Como parte dos esforços para a diversificação do turismo, segundo o gestor da RDS do Uatumã, algumas pousadas construíram trilhas com acesso a cachoeiras e áreasvaidebet suporteigapós (um tipovaidebet suportevegetação característico da Amazônia onde são comuns espécies como vitória-régia, orquídeas e bromélias).

Crédito, Dubes Sônego / BBC News Brasil

Legenda da foto, O ribeirinho José Camilo da Silva mostra um buriti, numa das trilhas abertas para uma pousada

A reserva tem também áreas altas para a construçãovaidebet suportemirantes. "A ideia daqui para frente é fortalecer o ecoturismo e o turismovaidebet suportebase comunitária, já que a pesca esportiva está consolidada", afirma Gonçalves. "Vamos apoiar a organização dos moradores e a construçãovaidebet suporteinfraestrutura para atrair esse público".

Na pousadavaidebet suporteFonteles, por exemplo, uma trilhavaidebet suportecercavaidebet suporte3 quilômetros foi aberta e está sendo preparada para receber turistas. Ao longo do caminho recém-aberto, há um pequeno córrego canalizado com tábuas e represado para criar peixes e áreasvaidebet suporteextraçãovaidebet suportemadeira para produçãovaidebet suportetábuas.

Nas comunidades próximas à pousada, é possível ver como é produzida a farinhavaidebet suportemandioca na região amazônica, com mandioca brava.

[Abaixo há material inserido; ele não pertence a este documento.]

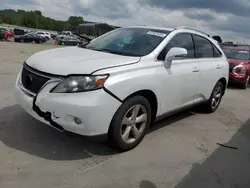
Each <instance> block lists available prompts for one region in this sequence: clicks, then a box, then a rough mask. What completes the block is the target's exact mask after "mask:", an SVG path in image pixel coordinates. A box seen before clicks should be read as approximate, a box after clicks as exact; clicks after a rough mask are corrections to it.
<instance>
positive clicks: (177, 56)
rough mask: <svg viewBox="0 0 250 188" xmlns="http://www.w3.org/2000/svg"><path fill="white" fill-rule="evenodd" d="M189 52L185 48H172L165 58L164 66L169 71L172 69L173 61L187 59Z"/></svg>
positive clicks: (178, 47)
mask: <svg viewBox="0 0 250 188" xmlns="http://www.w3.org/2000/svg"><path fill="white" fill-rule="evenodd" d="M187 54H188V53H187V50H186V49H185V48H179V47H174V48H171V49H170V50H169V51H168V53H167V54H166V56H165V60H164V65H165V67H166V68H167V69H170V68H171V65H172V61H173V60H181V59H186V58H187Z"/></svg>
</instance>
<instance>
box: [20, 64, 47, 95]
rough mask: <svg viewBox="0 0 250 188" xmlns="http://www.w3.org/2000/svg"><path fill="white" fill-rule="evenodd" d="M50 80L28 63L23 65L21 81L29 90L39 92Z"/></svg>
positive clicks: (35, 92)
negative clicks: (32, 66)
mask: <svg viewBox="0 0 250 188" xmlns="http://www.w3.org/2000/svg"><path fill="white" fill-rule="evenodd" d="M49 80H50V78H49V77H47V76H43V75H41V74H39V73H38V72H36V71H35V70H34V69H30V68H29V67H27V66H26V65H24V66H23V71H22V75H21V81H22V85H23V87H25V88H26V89H27V90H29V91H31V92H33V93H35V94H37V93H38V92H39V90H40V89H41V87H42V86H43V85H44V84H45V83H46V82H47V81H49Z"/></svg>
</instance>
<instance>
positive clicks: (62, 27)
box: [0, 9, 84, 31]
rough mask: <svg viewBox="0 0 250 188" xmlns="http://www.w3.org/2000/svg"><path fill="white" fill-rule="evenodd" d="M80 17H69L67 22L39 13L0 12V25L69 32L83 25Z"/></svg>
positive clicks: (2, 10) (66, 21)
mask: <svg viewBox="0 0 250 188" xmlns="http://www.w3.org/2000/svg"><path fill="white" fill-rule="evenodd" d="M83 22H84V19H83V17H81V16H70V17H69V18H68V20H67V21H60V20H55V19H52V18H50V17H46V16H43V15H42V12H41V11H38V10H35V11H24V10H17V11H16V10H13V9H5V10H0V24H2V23H5V24H10V25H17V26H23V27H29V28H37V29H45V30H52V31H63V30H70V29H71V28H73V27H76V26H78V25H79V24H81V23H83Z"/></svg>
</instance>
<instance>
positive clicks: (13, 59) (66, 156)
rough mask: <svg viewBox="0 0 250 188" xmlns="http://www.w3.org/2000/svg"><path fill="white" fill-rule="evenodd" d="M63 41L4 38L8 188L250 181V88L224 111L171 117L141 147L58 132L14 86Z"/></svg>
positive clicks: (230, 90)
mask: <svg viewBox="0 0 250 188" xmlns="http://www.w3.org/2000/svg"><path fill="white" fill-rule="evenodd" d="M55 47H57V46H55V45H53V44H52V42H51V43H47V44H42V45H38V44H19V43H12V42H0V86H1V92H0V159H1V160H0V187H1V188H44V187H49V188H59V187H60V188H75V187H77V188H79V187H93V188H99V187H100V188H102V187H112V188H113V187H114V188H116V187H126V188H128V187H139V188H155V187H157V188H158V187H163V188H171V187H177V188H217V187H218V188H249V187H250V178H249V177H250V176H249V174H250V119H249V118H250V100H249V97H250V90H249V89H247V90H239V89H234V88H229V89H228V90H227V92H226V95H225V97H224V99H223V101H222V104H221V106H220V108H219V109H218V111H217V112H216V113H214V114H209V115H208V114H202V113H198V112H191V111H186V112H183V113H180V114H177V115H175V116H172V117H169V118H167V119H166V120H164V121H161V122H159V123H157V124H155V125H154V126H153V128H152V129H151V130H150V132H149V134H148V135H147V136H146V137H145V139H144V140H143V142H142V143H141V144H140V145H139V146H138V147H137V148H136V149H134V150H132V151H129V152H126V153H116V152H115V151H113V150H112V149H110V148H108V147H107V146H105V145H102V144H98V143H93V142H90V141H86V140H85V139H83V138H82V137H81V136H77V135H66V134H64V133H61V132H58V131H56V130H54V129H53V128H51V127H48V126H47V125H45V124H42V123H40V122H38V121H37V120H35V119H33V118H32V117H30V116H29V115H28V114H27V113H26V112H25V111H24V110H22V109H21V107H20V106H19V105H18V104H16V101H15V98H14V94H13V87H14V83H15V79H16V76H17V74H18V71H19V69H20V68H21V66H22V63H23V62H24V61H25V59H26V58H27V57H29V56H30V55H31V54H33V53H35V52H38V51H41V50H45V49H50V48H55ZM217 143H221V144H225V145H228V146H233V147H235V148H234V149H232V148H226V147H222V146H219V145H218V144H217Z"/></svg>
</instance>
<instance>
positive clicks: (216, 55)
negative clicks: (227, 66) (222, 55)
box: [213, 45, 222, 57]
mask: <svg viewBox="0 0 250 188" xmlns="http://www.w3.org/2000/svg"><path fill="white" fill-rule="evenodd" d="M213 50H214V57H221V55H222V54H221V52H220V51H219V50H218V48H216V47H215V46H214V45H213Z"/></svg>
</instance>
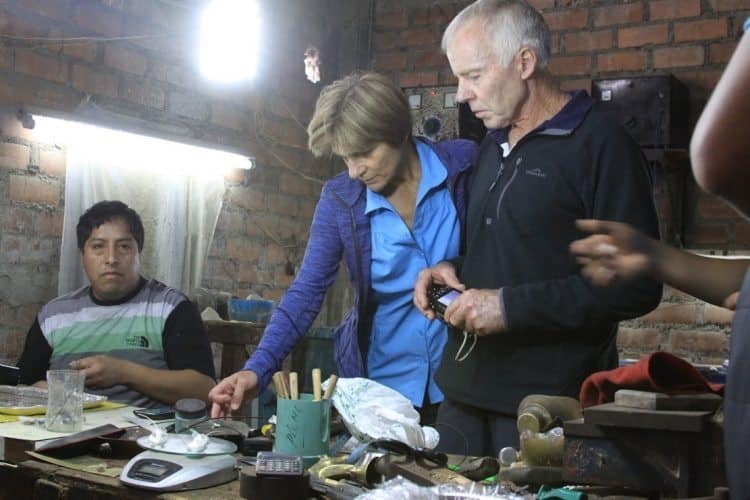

Enquanto anda pelo trilha, José Camilo da Silva,vaidebet suporte46 anos, genro do proprietário Fonteles, indica ao visitante árvoresvaidebet suportemadeira nobre, aponta pegadasvaidebet suporteanimais como pacas e onças pintadas, imita o barulhovaidebet suporteaves e mostra as frutas da região, como o buriti, a graviola e o tucumã. É um protótipo dos passeios que pretendem oferecer.

Recordevaidebet suportepeixes

Entusiasta das mudançasvaidebet suportecurso na reserva, Silva diz que a exploração do turismo tem como consequência, também, a conscientização da população ribeirinhavaidebet suporterelação à preservação.

"Antes, a gente matava um peixevaidebet suporteoito quilos e vendia na cidade, a R$ 5 o quilo, para ganhar R$ 40. Hoje, com ele vivo, temos umas 14 ou 15 pessoas empregadas, tirando R$ 3 mil por temporada", afirma o ribeirinho. "Agora, temos que fazer o mesmo com a caça para atrair os turistas e empregar o dobrovaidebet suportegente."

Ainda há melhorias a serem feitas, avaliam organizadoresvaidebet suportegruposvaidebet suporteturismovaidebet suportepesca esportiva que vendem pacotes na reserva. Em algumas das pousadas, não há ar condicionado, por exemplo. Encontrar bons cozinheiros também é tarefa difícil, e há resistênciavaidebet suportealguns ribeirinhos a fazer cursos para melhorar o atendimento, diz Almir Eduardo Altram, da Pesca & Mordomia, do interiorvaidebet suporteSão Paulo.

Crédito, Dubes Sônego/BBC News Brasil

Legenda da foto, O empresário Orlando Welter mostra o tucunaré do Uatumã, que capturou praticando pesca esportiva; antes, não havia fiscalização contra pesca predatória

Desde o ano passado, ele leva turistas à pousada do ribeirinho Ogésimo Miranda, no Uatumã. Silvio Montibeller, da Montibeller Pesca Esportiva,vaidebet suporteSanta Catarina, concorda. Afirma que,vaidebet suportefato, há questões a serem resolvidas. Mas avalia que, aos poucos, melhorias vêm sendo feitas e há bom potencialvaidebet suporteatrair visitantes. "A única formavaidebet suportedar errado é se começar a acontecer disputas entre os proprietários locais", diz Montibeller, no ramo desde os anos 1990.

Mas a satisfaçãovaidebet suportequem já faz turismo na região pode ser um bom indicador do caminho que vem sendo seguido no Uatumã.

Depoisvaidebet suporteuma semana no rio, o empresário Orlando Welter,vaidebet suporteFlorianópolis (SC) fazia a viagemvaidebet suportevolta a Manaus. Sentadovaidebet suporteuma das primeiras poltronas da lancha, ele mostrava as fotos dos peixes fisgados, feitas com o celular. Acostumado a viajar quatro vezes ao ano para pescar,vaidebet suportecinco dias, contava ter pego com o irmão, seu companheirovaidebet suporteviagem, 158 tucunarés. "Batemos nosso recorde", dizia o turista.